The bartender looked at Hammond oddly. “Well, after that Dutchy never said much of anything to anyone, but he’d mutter ‘Thargoids’ and spit on the floor a dozen times a day, when he wasn’t tinkering with this idea of his. Flew out with it one time, came back a while later, never said if it worked or what, and almost the last thing I ever heard him say was ‘Any time there’s anyone else out there that’s got Thargoids trying to kill him and nowhere to run, I’ll get him out of there’.”

Hammond signalled for yet another refill. He turned to face the little model atmosphere plane and raised his glass to it. “Thanks for the lift, Dutchy.
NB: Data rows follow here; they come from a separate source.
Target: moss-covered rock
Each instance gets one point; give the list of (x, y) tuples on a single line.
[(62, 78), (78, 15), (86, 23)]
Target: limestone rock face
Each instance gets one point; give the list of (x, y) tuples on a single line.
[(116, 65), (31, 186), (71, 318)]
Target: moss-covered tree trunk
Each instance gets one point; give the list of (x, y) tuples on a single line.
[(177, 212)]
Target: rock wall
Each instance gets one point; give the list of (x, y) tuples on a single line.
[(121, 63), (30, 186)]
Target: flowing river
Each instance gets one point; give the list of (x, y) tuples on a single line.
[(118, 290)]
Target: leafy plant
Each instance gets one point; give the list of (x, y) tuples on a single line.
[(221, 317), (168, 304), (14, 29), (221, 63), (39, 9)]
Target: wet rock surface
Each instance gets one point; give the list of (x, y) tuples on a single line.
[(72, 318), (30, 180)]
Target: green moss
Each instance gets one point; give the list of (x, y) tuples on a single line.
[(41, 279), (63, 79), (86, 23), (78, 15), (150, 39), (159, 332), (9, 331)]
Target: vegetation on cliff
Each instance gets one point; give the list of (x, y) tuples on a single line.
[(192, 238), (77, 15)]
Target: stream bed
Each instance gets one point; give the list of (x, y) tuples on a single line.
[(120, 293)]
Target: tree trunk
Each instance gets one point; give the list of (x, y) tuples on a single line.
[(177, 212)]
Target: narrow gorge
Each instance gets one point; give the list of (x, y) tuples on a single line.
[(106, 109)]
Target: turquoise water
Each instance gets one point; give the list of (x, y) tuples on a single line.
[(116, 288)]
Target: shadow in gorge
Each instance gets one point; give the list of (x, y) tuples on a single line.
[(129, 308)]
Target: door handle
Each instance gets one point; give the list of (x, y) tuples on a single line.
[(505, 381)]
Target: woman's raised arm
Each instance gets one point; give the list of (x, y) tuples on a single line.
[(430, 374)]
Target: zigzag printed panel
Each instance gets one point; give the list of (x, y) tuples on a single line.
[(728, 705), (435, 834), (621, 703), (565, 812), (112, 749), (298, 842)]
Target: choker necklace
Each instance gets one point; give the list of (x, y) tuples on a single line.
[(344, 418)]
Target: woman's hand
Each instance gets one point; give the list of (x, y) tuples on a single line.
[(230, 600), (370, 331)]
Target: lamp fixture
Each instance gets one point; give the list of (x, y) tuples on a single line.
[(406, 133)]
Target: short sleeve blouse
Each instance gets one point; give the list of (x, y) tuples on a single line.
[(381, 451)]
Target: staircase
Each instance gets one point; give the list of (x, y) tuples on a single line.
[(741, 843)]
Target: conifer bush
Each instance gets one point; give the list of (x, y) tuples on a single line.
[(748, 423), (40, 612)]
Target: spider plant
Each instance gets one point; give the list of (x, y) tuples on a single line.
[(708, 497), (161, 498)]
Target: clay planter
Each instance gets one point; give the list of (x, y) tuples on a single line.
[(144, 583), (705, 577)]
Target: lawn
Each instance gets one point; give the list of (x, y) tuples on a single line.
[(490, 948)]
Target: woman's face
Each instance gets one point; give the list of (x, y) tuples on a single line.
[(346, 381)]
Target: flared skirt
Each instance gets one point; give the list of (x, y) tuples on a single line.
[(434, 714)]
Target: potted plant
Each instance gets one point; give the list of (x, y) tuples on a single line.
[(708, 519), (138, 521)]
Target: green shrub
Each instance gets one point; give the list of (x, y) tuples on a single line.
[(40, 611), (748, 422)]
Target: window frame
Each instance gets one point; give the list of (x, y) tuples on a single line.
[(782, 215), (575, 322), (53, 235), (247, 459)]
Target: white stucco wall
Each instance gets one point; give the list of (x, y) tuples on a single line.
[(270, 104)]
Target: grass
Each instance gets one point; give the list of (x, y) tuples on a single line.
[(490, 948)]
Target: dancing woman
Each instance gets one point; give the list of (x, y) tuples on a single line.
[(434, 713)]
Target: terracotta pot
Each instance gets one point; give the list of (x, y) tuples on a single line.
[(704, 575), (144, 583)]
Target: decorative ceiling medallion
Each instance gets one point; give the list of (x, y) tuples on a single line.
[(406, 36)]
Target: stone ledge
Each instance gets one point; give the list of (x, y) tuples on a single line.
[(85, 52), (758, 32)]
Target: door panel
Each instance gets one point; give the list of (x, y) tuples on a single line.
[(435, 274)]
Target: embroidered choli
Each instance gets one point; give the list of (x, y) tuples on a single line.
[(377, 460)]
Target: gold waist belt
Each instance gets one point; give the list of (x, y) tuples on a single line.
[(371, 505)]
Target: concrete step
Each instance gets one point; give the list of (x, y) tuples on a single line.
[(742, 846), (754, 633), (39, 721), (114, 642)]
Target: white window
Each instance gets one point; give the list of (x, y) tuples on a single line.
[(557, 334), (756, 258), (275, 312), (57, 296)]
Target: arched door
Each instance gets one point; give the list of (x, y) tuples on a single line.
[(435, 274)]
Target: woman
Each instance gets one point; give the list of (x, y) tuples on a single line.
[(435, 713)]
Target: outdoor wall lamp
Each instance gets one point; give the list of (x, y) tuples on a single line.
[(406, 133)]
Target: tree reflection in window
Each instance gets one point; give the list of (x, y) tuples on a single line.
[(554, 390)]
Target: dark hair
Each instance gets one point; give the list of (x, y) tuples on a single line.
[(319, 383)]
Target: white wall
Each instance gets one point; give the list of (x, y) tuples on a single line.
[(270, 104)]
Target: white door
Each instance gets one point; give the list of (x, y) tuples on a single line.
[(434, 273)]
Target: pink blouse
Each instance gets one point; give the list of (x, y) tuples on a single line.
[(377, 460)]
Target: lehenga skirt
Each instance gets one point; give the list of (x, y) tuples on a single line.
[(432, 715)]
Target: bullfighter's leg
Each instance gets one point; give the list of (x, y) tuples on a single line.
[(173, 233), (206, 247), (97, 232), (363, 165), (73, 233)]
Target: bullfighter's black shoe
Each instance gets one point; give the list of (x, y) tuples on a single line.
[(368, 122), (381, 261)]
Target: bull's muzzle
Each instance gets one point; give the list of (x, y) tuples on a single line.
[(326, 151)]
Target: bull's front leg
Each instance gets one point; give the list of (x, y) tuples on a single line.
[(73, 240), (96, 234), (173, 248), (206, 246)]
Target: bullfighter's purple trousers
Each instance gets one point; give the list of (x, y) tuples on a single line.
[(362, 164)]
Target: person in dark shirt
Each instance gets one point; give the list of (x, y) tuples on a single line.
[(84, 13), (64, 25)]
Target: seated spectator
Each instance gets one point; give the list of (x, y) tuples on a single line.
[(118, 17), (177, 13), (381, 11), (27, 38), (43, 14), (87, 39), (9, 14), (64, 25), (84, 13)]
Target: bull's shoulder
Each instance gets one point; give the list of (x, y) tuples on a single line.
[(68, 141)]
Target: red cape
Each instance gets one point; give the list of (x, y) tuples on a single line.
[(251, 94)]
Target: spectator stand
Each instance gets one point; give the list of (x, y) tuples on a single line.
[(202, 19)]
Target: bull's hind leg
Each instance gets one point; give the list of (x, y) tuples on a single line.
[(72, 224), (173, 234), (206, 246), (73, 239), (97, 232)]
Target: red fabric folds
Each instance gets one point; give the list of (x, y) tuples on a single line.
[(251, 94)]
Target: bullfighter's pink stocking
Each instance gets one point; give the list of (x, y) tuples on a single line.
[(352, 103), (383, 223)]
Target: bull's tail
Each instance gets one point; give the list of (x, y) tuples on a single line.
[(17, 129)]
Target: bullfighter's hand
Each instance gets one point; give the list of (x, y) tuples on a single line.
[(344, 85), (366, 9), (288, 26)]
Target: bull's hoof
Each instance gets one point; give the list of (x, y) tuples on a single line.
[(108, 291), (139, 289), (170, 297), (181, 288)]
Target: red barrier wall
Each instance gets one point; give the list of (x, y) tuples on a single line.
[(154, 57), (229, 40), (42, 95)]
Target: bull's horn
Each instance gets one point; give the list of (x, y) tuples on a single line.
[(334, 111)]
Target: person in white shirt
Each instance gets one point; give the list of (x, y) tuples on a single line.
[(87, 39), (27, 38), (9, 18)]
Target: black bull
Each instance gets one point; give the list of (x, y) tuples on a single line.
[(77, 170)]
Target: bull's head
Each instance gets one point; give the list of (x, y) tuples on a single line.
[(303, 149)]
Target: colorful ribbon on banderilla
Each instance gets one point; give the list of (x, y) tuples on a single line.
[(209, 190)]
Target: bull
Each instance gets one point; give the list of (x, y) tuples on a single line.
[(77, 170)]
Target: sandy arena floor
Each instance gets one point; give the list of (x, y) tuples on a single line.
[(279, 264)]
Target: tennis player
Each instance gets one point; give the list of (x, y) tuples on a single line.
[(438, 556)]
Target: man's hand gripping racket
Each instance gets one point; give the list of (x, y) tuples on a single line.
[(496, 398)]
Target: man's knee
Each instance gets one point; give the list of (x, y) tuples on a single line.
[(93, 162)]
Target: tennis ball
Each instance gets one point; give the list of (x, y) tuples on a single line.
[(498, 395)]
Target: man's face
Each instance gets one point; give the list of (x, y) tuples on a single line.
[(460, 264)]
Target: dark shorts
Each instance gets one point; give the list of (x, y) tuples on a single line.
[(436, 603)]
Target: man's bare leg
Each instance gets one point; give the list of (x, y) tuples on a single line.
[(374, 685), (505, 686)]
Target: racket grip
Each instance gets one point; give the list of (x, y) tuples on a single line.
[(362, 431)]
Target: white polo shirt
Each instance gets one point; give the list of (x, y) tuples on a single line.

I’ll be sure to pay it forward.”

There was a sorrowful snort from the bartender as he put the bottle back. “He’s beyond thanking, stranger. Five years ago we had three saucers pop up just about on our doorstep, and a young kid in our Belt starting out that daycycle trying to make a score. Dutchy didn’t even let them get the refuelling hose stowed before he launched. Well, you know how it is, once the alarm goes out every ship in fifty clicks drops what it’s doing and comes to help, and a little later there’s a giant furball with all sorts of traders, pirates, cops, saucers and robot fighters all mixed up together. The kid got back, for what that’s worth, but Dutchy… no-one lives forever, stranger. Anyhow, bay says your ship’s ready. Travel safe.”

Re: Flying Dutchman

Posted: Mon Jul 21, 2014 5:57 pm
by Zireael
This tale's amazing!

Re: Flying Dutchman

Posted: Sun Jan 17, 2021 10:05 pm
by Cholmondely
The next part of this story has yet to be written.